Hobbies like golf or travel can be expensive. So how do you know if they’re worth the money?
The answer to that question starts with an examination of your overall financial goals and budget.
Take a close look at your financial priorities. These may include building up an emergency fund, paying off high-interest debt and saving for long-term goals like retirement. Ensure you’re focusing on what matters most to you.
From there, you can do a deeper dive into your spending allocations. Our team at NerdWallet likes the 50/30/20 budget, where 50% of your take-home pay goes toward needs, 30% toward wants, and 20% toward savings and debt payments beyond the minimums. Some people might prefer using a 60/30/10 or 60/20/20 split.
Hobbies come out of that middle bucket for “wants,” since they aren’t essential. Once you figure out how much you can spend on wants, you can allot a certain portion of it to hobbies. For big purchases, consider setting aside money in advance through a dedicated sinking fund.

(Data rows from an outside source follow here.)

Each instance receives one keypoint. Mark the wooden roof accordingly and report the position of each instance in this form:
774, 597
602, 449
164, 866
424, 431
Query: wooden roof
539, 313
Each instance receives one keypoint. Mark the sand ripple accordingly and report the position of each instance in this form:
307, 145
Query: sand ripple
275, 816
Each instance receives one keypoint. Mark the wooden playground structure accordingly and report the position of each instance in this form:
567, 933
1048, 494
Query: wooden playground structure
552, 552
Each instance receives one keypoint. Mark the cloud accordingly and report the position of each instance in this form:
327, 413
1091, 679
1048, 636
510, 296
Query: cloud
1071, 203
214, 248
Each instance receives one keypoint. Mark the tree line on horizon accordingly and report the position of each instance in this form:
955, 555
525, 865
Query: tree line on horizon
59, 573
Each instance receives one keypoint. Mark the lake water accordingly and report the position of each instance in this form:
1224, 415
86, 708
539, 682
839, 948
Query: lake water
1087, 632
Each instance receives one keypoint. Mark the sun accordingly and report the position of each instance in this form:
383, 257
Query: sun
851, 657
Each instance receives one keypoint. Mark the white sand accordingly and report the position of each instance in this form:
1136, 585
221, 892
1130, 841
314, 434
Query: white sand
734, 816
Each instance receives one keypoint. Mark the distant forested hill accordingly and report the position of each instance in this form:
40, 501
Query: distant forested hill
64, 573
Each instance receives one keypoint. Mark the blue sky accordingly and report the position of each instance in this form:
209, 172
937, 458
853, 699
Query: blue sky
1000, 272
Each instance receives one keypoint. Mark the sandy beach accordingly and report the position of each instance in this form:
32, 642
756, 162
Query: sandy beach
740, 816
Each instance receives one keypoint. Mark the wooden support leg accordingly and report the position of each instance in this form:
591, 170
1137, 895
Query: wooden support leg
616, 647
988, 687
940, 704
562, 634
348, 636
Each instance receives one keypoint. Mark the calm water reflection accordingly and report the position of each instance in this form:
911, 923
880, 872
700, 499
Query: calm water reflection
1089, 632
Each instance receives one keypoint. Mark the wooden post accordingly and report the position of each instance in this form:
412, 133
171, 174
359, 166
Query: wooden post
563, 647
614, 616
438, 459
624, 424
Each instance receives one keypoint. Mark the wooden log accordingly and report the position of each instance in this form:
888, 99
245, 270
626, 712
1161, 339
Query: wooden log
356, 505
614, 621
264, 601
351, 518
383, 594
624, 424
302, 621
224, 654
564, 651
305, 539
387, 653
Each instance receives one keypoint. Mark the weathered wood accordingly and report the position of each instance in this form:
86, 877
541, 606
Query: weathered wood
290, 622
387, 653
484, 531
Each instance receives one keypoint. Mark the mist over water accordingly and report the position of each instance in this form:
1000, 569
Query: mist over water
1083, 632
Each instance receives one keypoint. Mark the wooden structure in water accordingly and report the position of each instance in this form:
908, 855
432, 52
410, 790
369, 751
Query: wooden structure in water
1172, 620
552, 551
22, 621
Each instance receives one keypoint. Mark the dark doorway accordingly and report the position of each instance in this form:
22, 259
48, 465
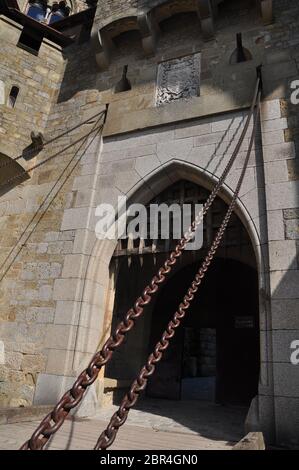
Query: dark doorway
215, 355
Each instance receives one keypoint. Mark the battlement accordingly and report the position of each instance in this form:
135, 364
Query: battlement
116, 17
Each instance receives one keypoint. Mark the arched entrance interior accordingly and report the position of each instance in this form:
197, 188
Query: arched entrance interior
215, 355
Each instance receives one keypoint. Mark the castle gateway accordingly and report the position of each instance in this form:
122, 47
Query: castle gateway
149, 100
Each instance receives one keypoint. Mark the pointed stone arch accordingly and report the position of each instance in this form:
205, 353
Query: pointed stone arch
11, 170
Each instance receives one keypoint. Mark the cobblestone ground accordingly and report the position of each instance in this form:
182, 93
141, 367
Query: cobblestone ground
155, 425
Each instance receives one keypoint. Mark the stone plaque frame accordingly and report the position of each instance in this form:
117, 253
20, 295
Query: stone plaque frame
178, 79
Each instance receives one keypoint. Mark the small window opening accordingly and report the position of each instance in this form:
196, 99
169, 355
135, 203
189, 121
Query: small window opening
13, 96
37, 9
30, 42
58, 12
240, 54
124, 84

It’s also worth brainstorming some ways to cut costs, apply discounts or even earn money from your hobby. If you’re a crafter who dreams of purchasing a pricey sewing machine and high-end materials, then you might want to get familiar with your favorite craft store’s sales cycle first.
If you love sailing, perhaps you can offer sailing lessons or paid outings on your boat. You could use the money you make from the lessons as a way to offset your costs.
If your expensive hobby brings you a lot of joy, it’s worth finding a way to fit it into your budget.